1941 film by Albert S. Rogell

Tight Shoes is a 1941 American comedy film directed by Albert S. Rogell and starring Leo Carrillo, John Howard, and Broderick Crawford. It is based on the Damon Runyon story. The film was produced and distributed as second feature by Universal Pictures.

==Plot==
Shoe store owner Amalfi (Leo Carrillo) is forced by crook Speedy Miller (Broderick Crawford) to allow the business to be a front for illegal gambling. Miller works for a crime boss Horace Grover "the Brain" (Samuel S. Hinds), managing editor of a newspaper. Jimmy Rupert (John Howard) is a clerk in the store and sells a pair of shoes to Miller that are too small and hurt his feet. Distracted by his pinched feet in the "tight shoes", Miller places a losing bet on the horse named Feet First.

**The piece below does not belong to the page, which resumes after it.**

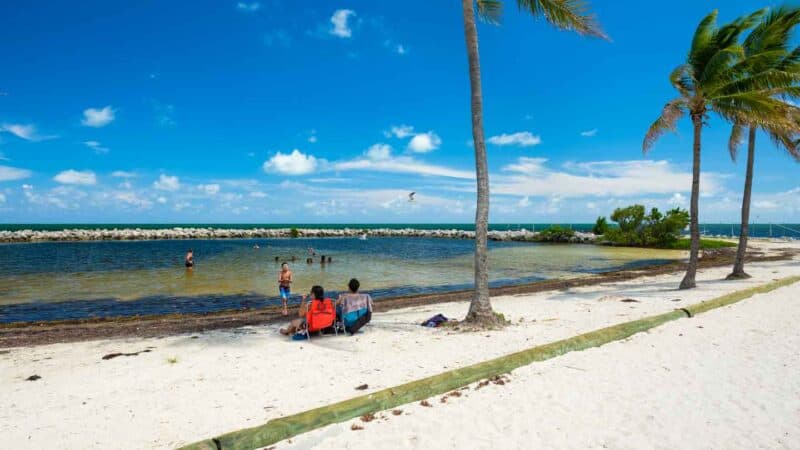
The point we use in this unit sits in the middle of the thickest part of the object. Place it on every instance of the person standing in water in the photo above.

A fight ensues with his girlfriend Sybil Ash (Binnie Barnes) and she leaves him. He blames his loss on Rupert and gets him fired from the shoe store. In response, Rupert complains about crooked politicians who allow crime to flourish, and successfully runs for office. He is opposed by the newspaper, but supported by Miller's ex-girlfriend Sybil Ash. On the day he wins the election, Rupert and Ash are engaged to be married. Amalfi ends up hiring Miller as a clerk in his store. On the wedding day, Miller sends a pair of "tight shoes" to Rupert as a wedding gift but Ruth, Jimmy's ex-girlfriend, suspects the shoebox is actually a bomb. After he delivers the shoes, Miller is knocked out by Ruth, who explains to Ash her conviction about the "bomb." The two women start fighting, with Jimmy in the middle. Jimmy stops the fight by throwing Ash into a flower arrangement. Miller wakes up, but before he can strike Jimmy, he is stopped by Grover, whom he exposes as The Brain. When Grover exits with the district attorney, the two couples begin fighting, and eventually become reunited and married as originally intended.

==Cast==
- Leo Carrillo as Amalfi
- John Howard as Jimmy Rupert
- Broderick Crawford as Speedy Miller
- Edward Gargan as Blooch
- Binnie Barnes as Sybil Ash
- Anne Gwynne as Ruth
- Samuel S. Hinds as Horace Grover, 'the Brain'
- Shemp Howard as Okay
- Robert Emmett O'Connor as Honest John Beebe
- Richard Lane as Allan McGrath
- Sarah Padden as Mrs. Rupert

==Bibliography==
- Fetrow, Alan G. Feature Films, 1940-1949: a United States Filmography. McFarland, 1994.